Literature reports have linked different medical conditions to secondary BD, for example, lupus erythematosus, normal pressure hydrocephalus, anoxic encephalopathy or tumour, and stroke lesions. Even though the neural circuits involved in mood regulation are complex, the dorsolateral prefrontal circuit and the anterior cingulate circuit (originating in the prefrontal cortex, projecting to the striatum and thalamus, and then returning to the cortex) seem to be the “core” of mood regulation [813]. To support this hypothesis, several studies have shown structural and functional abnormalities within the anterior limbic network, including the basal ganglia, namely, the caudate nucleus. In particular, basal ganglia structures seem to be particularly closely networked with both cortical and subcortical regions involved in mood expression and regulation, including the amygdala and ventral prefrontal cortex, and appear to be critical in affective regulation [912]. Several literature reports seem to confirm this role and postlesional mania and BD have been reported after damage to limbic regions of the frontal and temporal lobes and to the basal ganglia, mainly the caudate or pallidum and thalamus, particularly in the right hemisphere [4, 13, 14]. Data confirming the central role of this network in the genesis of BD also emerged from neuroimaging and neurofunctional studies in idiopathic cases. Indeed, increased caudate volume has been widely observed in BD patients compared with matched groups of healthy subjects [1517]. In addition, functional abnormalities in the basal ganglia, and particularly the caudate, have been widely observed in BD patients using both positron emission tomography and functional magnetic resonance imaging [18]. Similarly, to further support this hypothesis, depression in Parkinson’s disease, Huntington’s disease, and epilepsy is correlated with reduced metabolic activity in the orbitofrontal cortex and caudate nucleus [19, 20].

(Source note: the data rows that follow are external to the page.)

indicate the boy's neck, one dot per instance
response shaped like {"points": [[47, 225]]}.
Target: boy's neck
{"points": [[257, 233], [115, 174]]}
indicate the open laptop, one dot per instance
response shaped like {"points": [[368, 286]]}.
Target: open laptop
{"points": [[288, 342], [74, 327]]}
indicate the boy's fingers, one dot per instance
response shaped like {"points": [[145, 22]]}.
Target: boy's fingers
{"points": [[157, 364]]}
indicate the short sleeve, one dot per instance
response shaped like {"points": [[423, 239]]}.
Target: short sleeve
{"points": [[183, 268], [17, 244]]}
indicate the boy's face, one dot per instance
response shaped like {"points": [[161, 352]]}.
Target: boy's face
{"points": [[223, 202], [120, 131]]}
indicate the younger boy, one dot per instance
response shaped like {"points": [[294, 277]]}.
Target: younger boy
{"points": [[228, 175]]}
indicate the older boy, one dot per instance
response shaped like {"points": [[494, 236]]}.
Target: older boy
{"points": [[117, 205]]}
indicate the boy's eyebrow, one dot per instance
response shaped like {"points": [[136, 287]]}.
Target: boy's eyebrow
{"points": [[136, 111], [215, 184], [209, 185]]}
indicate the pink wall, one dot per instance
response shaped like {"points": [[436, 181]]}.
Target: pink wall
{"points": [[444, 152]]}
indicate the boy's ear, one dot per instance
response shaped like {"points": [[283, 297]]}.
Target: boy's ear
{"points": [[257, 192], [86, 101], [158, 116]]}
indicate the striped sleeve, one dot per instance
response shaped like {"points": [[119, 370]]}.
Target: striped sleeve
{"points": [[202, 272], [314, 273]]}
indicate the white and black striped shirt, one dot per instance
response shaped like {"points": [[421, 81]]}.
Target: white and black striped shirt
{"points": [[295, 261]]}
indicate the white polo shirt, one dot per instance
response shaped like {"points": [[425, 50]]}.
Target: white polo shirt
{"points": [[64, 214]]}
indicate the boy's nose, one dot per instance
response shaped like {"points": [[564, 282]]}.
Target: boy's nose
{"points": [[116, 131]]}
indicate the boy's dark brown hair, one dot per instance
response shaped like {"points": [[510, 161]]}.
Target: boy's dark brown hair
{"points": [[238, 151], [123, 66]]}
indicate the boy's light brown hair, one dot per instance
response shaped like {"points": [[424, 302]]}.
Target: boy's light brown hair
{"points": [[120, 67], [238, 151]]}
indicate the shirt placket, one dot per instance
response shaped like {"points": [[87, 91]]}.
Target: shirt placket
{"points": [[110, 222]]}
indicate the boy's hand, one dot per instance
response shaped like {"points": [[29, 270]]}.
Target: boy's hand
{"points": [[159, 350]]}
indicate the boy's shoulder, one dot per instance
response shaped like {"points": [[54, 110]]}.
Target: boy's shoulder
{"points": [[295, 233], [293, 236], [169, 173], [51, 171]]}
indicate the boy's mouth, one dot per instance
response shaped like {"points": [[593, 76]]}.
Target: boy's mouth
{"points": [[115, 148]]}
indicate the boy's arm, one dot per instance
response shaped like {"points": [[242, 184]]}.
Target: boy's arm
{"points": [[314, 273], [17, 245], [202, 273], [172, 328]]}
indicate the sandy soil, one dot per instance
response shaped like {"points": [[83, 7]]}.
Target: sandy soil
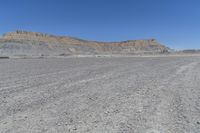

Moreover, as already reported [21], the microstructural white matter changes in our patient may have triggered further mood impairment because of a disconnection of cortical and subcortical regions [12].

Another important issue in our case is the cognitive impairment. Cognitive deficits are also recognized as an integral part of the clinical expression of BD. Even if some tasks may improve with euthymia (such as visual and working memory), others tend to persist [22]. Whether the cognitive dysfunctions are related to the mood disturbances and fluctuations or to structural and functional impairment of the same circuits implicated in the mood disorder is still a matter of debate [22]. However, our patient presented cognitive dysfunction related to executive, visual, and verbal memory which persisted in the follow-up evaluation despite mood improvement, confirming the crucial role of the frontostriatal system for adaptive behaviour [12]. Moreover, the cognitive changes in our patient were those typical of subcortical alterations due to a lacunar state, even if other lesions, namely, leukoaraiosis, can also exacerbate cognitive deficits in bipolar disorder.

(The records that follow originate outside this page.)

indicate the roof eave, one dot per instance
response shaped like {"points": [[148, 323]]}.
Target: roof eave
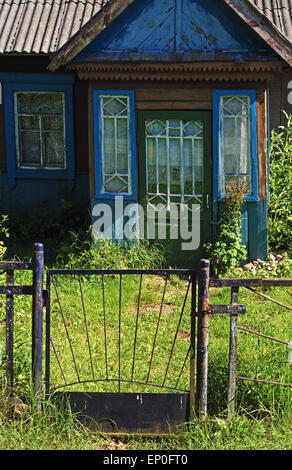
{"points": [[263, 27], [92, 29], [244, 8]]}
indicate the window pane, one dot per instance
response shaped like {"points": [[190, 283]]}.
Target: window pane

Finally, several studies have also shown structural and functional involvement of the frontal-subcortical circuit in the pathogenesis of obsessive compulsive disorder [12]. Hence, it is not surprising that the neuropsychological evaluation in our patient disclosed mild impulsiveness and mild obsessive compulsive traits.

In conclusion, damage to the interactive and reciprocal connections between limbic structures and the prefrontal cortex and striatum in our patient may explain the deregulation of emotional control and concomitant dysfunction of executive functions together with mild obsessive-compulsive and impulsiveness traits. Our case therefore supports the role of the basal ganglia in mood disorders and the importance of ruling out brain injury in late onset BD.

Conflict of Interests

The authors declare no conflict of interests.